Sigh I don't really know what I'm talking about. I think I'm just tired from today, and the past week in general.

All the words that we have to say
They don't leave when the moment comes

Rag update: Welfare has improved! We had barley and 汤圆 this week! Shiok man. Lucky we had multi-talented people among us who knew how to cook hahaha. I think if it were me doing welfare, everyone in rag will die from malnutrition and obesity cuz of all the unhealthy food we dabao everyday. We have TIO (Thrash It Out) sessions during debrief also. Whoever holds the TIO stick has the right to thrash out whatever issues he/she has with anyone or anything haha. And I have a bad feeling we might not be able to finish our float in time. What with so many intricacies left undone, and with people like me who come and go as we like. Sigh. We have to work harder!! In Xiaoping's words, "喝多一点酒就可以 power up!" HAha.

Tuesday, July 17, 2007

I hate it when the pple around me are emo. Heck, I hate the word "emo".

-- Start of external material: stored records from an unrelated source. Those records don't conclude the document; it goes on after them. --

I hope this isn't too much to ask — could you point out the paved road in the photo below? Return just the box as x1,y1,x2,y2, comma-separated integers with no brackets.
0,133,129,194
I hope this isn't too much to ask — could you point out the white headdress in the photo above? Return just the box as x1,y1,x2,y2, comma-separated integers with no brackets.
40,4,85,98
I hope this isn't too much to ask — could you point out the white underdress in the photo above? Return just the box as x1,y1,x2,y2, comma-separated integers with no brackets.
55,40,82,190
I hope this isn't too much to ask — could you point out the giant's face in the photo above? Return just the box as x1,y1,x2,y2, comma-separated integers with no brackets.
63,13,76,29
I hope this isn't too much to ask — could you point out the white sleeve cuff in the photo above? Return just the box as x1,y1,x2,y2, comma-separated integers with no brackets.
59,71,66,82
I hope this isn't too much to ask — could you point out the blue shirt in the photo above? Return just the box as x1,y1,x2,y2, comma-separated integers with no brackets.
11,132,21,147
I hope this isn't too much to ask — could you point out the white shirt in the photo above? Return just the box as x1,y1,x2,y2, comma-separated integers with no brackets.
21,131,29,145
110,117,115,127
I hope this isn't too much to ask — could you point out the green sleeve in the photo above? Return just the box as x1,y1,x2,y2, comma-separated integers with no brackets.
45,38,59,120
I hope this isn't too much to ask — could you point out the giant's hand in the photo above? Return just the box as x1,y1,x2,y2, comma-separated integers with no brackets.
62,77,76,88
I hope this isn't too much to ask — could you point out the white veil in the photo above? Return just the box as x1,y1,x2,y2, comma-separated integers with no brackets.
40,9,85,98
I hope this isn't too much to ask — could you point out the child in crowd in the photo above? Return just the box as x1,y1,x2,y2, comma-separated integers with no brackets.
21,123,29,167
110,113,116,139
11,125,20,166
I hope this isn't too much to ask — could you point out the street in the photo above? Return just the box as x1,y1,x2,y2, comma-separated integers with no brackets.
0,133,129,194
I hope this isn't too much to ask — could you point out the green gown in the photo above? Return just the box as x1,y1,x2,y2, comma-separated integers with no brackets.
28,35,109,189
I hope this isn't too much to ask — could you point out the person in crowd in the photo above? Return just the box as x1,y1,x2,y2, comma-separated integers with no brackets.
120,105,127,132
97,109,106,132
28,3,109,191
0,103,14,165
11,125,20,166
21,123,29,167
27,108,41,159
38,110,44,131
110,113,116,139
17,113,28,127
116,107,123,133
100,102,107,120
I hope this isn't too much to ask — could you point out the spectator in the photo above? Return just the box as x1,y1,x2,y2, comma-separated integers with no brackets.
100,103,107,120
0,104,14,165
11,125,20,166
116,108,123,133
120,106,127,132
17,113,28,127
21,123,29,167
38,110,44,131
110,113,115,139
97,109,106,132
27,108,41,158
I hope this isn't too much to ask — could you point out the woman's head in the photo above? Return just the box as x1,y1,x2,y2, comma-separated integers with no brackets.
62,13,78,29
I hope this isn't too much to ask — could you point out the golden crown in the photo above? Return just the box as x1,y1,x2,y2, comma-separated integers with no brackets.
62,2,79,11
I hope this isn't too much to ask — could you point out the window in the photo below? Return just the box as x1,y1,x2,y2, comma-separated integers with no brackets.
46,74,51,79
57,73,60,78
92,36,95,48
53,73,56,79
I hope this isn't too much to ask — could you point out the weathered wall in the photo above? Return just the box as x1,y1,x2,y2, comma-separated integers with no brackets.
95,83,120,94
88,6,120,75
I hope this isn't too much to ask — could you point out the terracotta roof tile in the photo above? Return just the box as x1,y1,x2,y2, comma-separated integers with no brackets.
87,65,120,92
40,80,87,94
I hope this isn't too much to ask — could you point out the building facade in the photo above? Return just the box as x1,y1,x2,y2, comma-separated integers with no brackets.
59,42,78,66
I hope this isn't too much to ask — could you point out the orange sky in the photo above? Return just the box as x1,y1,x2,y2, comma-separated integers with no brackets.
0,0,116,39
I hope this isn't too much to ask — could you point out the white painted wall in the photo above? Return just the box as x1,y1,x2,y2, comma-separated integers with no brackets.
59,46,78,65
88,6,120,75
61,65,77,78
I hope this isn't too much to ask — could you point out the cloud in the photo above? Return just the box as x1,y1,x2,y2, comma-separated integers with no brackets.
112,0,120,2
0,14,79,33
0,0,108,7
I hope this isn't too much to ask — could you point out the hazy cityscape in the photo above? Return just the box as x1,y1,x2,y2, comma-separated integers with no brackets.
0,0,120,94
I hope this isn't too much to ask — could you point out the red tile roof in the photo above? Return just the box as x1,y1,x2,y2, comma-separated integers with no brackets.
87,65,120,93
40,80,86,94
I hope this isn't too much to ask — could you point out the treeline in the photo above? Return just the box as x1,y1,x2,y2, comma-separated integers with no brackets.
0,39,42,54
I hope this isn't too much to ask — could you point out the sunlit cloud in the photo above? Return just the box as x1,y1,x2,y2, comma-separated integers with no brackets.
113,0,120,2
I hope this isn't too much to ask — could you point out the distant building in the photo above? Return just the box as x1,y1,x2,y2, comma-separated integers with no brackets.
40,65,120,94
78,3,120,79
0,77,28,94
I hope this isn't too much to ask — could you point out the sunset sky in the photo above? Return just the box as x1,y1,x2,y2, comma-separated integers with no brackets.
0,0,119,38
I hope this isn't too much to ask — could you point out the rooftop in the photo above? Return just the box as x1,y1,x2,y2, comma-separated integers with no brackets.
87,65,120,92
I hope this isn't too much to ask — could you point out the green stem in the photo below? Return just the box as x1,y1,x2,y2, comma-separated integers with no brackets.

I hate feeling helpless and not knowing what to do when the pple around me are feeling down. Especially those who won't give you a clue on why they're so upset. Besides the helplessness, I really hate it when I'm affected by the gloom and doom hanging in the air around me. Cuz believe me, no matter how hard I try to stay bright and cheery for them, I can't control my mood if it swings the other way.

So on one hand, I wanna help those who are troubled but I don't wanna let it affect my own mood. I can choose to ignore them, but then if I do that, I can't really be considered as a friend. And I think for me, when I'm sad, I'd choose to show it because I want to be showered with concern, even though I might not want to share my problems. So I think it's the same for those around me.

Argh, I hate being so emotional. Especially when I'm sad not because of a specific reason, but cuz my mood was affected. I guess I'm just being selfish. But I'm human too.

And I have the knack of thinking myself into depression, cuz I like to overcomplicate matters by thinking too much about things that weren't really that complex in the first place.

Pfft. Oh wells, at least I'm ok now I guess.

Friday, July 13, 2007

Haha I'm back again! At rag now, sitting on the floor next to Kaishi haha. By the way right, Juli and her like to bully me lor. I think I'm bullied everywhere I go, from sec school till now. Sad right.

Hah anyway alot of things have happened during the 2 weeks here at rag. Things that have revealed the true colours of a few people. Quite disappointing la, actually. But hopefully these things won't affect the friendships here. I think Boran is like 1 big family, and we're really quite close. So yup, really hope things won't change too drastically after the hols.

And through these incidents, I really see the differences between guys and girls. I realise guys really see things differently from girls, and have different perspectives about alot of things. They take things less seriously also, which can be good and bad.

Shit I dunno what to say already, can't concentrate haha. And Kaishi and Juli are talking bad about me again, and I can't defend myself. Sobs.

Thursday, July 12, 2007

where nobody knows if it's night or day

I spent last night going through my old blog entries with Kaishi haha. Must say the content of my entries have changed drastically since I started blogging. And I can't help but feel that I was really very childish in the past. The things I said were really cringe-worthy. In fact, I feel kinda ashamed of who I was. All the make-believe angst and emo shit. I was king of my world, and this world only had one occupant - me. I feel sorry for my poor parents who had to bear with me and all my nonsense. Well, at least I'm much better now, except for the occasional episodes of rebellion haha.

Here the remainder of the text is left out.